Quinoxaline subsidiaries are a significant class of
nitrogen-containing heterocycles, as they establish
helpful intermediates in organic synthesis. This
substructure plays a significant role as an essential
skeleton for the plan of various heterocyclic
compounds with various biological activities, hence
thesecompounds significant in the fields of
antitumor, anticonvulsant, antimalarial, antiinflammatory, antiamoebic, antioxidant,
antidepressant, antiprotozoal, antibacterial, anti-HIV
agents,[1-10] fluorescent dying agents,
electroluminescent materials, chemical switches,
cavitands and semiconductors.[11-17]
Pyrazole subsidiaries are a fascinating class of
organic compounds, which are seen as related with
different pharmacological properties, for
example,antimicrobial,[18,19] anti-inflammatory,[20]

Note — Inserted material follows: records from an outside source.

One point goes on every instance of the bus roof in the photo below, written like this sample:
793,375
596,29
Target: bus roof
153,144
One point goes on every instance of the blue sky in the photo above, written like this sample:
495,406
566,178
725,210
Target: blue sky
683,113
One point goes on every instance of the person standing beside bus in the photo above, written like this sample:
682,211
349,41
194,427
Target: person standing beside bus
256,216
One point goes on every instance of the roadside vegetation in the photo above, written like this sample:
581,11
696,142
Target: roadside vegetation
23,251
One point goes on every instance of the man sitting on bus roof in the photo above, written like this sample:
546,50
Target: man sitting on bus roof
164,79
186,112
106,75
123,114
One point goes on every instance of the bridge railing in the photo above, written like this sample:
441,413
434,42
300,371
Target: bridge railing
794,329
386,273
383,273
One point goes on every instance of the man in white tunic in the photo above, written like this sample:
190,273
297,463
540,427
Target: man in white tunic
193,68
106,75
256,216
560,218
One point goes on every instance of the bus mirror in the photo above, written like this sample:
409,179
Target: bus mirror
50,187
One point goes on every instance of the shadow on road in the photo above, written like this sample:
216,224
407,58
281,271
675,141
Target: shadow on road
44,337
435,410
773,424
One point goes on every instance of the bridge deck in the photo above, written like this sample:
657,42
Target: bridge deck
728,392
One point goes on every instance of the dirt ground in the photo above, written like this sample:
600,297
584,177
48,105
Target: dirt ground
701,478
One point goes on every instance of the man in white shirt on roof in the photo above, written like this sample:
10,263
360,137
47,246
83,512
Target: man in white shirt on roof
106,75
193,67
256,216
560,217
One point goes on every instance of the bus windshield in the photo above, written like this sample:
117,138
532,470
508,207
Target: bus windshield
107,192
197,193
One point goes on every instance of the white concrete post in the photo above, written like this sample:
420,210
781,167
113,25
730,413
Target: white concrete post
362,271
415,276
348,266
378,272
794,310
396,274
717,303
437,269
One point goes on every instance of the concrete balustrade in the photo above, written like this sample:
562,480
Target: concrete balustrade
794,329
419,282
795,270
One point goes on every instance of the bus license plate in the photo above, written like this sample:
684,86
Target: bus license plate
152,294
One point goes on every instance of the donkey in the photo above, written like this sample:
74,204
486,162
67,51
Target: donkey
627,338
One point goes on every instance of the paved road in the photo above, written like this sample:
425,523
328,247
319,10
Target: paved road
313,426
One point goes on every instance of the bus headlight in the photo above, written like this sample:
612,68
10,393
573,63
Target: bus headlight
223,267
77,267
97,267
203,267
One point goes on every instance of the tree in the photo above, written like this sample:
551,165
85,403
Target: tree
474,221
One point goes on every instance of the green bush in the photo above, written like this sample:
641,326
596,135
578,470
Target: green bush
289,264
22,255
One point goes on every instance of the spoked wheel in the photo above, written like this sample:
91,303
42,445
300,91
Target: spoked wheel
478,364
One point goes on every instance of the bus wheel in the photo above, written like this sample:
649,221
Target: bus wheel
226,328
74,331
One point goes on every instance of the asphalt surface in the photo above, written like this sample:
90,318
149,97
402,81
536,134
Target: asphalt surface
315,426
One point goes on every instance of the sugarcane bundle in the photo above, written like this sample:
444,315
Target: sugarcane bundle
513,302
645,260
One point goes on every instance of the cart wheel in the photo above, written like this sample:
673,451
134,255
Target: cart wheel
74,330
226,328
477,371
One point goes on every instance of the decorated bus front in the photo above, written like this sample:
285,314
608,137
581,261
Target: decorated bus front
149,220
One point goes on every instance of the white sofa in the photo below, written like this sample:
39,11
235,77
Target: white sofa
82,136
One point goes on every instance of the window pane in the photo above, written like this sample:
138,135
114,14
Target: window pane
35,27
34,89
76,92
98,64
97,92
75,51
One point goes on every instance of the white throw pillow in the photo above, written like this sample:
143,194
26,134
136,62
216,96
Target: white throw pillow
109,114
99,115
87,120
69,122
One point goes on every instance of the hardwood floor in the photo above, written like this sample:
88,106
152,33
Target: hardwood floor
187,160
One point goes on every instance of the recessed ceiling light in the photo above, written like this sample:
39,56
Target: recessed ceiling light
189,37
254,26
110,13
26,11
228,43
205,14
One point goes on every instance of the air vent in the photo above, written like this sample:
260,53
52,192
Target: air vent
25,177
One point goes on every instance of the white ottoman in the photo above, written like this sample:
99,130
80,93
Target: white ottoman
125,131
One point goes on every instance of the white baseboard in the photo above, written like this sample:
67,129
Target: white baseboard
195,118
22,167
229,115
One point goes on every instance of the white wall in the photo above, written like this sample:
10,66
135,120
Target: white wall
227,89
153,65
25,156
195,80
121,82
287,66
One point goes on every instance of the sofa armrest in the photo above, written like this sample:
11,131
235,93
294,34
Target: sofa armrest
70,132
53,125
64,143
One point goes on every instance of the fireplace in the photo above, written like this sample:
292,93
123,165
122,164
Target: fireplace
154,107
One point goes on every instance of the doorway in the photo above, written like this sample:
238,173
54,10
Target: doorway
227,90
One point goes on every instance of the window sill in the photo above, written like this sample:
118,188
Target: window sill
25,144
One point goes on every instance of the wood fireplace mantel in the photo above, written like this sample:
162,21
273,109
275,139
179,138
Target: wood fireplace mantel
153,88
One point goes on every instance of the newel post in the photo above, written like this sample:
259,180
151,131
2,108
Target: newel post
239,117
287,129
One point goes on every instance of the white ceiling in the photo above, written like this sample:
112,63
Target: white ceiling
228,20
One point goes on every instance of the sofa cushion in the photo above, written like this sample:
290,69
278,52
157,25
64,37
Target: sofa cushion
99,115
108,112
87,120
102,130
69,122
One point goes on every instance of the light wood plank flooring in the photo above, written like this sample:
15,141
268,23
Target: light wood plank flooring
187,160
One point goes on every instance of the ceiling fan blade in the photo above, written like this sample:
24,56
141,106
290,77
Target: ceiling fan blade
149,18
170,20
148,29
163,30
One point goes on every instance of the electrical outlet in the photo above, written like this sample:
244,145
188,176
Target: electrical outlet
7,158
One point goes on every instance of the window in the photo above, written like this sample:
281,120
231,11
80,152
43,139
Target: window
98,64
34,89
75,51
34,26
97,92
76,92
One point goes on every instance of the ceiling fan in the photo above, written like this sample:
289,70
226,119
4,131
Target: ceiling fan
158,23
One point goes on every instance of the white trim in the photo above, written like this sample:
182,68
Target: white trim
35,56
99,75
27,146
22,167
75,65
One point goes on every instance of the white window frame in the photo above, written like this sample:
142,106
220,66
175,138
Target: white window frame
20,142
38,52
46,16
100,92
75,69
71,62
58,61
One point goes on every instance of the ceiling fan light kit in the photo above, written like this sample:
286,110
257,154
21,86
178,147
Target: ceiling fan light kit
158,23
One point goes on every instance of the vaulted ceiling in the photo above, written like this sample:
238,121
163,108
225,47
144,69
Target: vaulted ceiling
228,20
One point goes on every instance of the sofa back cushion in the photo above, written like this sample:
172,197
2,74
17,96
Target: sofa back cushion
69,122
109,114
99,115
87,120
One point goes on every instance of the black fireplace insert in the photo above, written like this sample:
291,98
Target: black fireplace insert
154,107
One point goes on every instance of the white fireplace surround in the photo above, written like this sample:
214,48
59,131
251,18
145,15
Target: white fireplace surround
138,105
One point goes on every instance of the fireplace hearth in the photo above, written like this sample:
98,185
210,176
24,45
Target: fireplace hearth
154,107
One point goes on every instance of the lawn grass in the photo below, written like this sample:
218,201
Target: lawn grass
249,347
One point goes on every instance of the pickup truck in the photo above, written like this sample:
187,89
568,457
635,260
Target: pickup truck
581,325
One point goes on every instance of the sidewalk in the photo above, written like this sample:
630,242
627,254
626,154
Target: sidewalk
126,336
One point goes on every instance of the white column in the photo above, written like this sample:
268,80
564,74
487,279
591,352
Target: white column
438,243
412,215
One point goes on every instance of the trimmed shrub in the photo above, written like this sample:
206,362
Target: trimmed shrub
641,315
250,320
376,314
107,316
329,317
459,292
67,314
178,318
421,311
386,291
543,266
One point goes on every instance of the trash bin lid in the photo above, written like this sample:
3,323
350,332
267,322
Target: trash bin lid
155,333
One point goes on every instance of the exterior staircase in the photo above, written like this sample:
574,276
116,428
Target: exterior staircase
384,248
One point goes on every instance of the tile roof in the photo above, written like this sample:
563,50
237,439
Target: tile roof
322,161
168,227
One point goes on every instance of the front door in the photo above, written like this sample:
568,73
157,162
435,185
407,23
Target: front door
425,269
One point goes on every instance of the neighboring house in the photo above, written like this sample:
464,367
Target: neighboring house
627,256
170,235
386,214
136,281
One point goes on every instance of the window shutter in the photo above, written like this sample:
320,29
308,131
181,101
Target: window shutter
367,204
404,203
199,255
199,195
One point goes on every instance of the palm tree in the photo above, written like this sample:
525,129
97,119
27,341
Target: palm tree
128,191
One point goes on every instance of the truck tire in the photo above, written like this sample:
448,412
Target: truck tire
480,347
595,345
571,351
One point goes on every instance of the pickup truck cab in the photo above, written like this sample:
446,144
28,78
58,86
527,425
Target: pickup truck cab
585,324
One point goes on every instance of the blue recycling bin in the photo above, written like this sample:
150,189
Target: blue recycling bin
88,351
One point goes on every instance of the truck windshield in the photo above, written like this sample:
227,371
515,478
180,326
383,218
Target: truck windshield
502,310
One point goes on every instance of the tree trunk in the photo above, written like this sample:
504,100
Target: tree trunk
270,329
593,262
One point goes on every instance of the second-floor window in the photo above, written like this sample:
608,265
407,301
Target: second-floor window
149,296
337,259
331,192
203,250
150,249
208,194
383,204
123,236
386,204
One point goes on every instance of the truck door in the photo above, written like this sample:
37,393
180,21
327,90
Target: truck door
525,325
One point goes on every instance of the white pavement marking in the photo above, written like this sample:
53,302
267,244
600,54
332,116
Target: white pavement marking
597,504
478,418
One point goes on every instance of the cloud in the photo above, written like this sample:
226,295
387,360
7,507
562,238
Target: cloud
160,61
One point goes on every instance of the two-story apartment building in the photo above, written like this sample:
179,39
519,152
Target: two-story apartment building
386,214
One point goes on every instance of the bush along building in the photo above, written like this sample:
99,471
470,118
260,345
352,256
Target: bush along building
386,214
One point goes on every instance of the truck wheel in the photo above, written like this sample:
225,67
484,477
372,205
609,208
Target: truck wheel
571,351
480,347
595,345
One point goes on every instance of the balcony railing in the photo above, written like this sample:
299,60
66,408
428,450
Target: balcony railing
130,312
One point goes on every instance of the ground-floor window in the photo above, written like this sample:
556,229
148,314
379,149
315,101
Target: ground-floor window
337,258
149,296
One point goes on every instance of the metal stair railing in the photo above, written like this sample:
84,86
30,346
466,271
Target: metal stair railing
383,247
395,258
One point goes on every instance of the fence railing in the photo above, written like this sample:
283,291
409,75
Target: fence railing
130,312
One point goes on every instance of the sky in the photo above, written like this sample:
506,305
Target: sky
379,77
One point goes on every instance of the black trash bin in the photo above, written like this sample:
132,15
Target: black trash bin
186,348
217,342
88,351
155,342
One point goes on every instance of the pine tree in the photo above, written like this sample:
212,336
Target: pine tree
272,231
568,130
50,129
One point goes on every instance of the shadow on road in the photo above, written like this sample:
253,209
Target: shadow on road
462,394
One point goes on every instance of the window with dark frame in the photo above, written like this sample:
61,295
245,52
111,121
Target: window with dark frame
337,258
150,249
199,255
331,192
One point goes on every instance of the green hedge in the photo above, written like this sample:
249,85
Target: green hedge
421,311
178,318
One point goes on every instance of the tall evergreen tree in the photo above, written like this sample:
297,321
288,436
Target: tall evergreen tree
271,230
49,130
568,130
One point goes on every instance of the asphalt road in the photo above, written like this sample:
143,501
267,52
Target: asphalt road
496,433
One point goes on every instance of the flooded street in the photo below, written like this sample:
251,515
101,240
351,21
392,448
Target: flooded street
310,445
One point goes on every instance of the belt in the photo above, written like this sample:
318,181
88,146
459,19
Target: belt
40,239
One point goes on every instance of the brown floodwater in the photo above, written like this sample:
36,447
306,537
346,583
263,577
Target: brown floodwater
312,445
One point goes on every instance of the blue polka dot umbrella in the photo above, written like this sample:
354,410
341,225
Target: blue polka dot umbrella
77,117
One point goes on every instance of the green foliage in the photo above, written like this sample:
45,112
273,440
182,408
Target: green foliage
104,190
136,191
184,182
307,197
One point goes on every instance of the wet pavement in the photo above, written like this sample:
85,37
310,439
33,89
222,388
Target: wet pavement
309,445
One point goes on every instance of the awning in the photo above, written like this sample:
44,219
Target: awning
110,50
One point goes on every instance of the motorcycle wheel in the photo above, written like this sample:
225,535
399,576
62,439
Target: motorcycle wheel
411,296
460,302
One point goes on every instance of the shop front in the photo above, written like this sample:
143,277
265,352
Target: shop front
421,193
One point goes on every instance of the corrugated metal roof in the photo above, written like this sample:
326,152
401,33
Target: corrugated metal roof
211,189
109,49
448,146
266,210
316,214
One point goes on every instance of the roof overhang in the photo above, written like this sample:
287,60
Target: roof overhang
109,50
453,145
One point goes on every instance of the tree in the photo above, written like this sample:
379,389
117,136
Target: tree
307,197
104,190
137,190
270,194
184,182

antihypertensive,[21] antidepressant,[22] antiviral[23]
and anticancer[24] activities.
Owing biological significance of Quinoxaline
and Pyrazole subsidiaries, we herein report the
synthesis of title compounds.
2. MATERIALS AND METHODS
All the chemical, reagents and solvents used in this
work were purchased either from sd/Fluka or Merck.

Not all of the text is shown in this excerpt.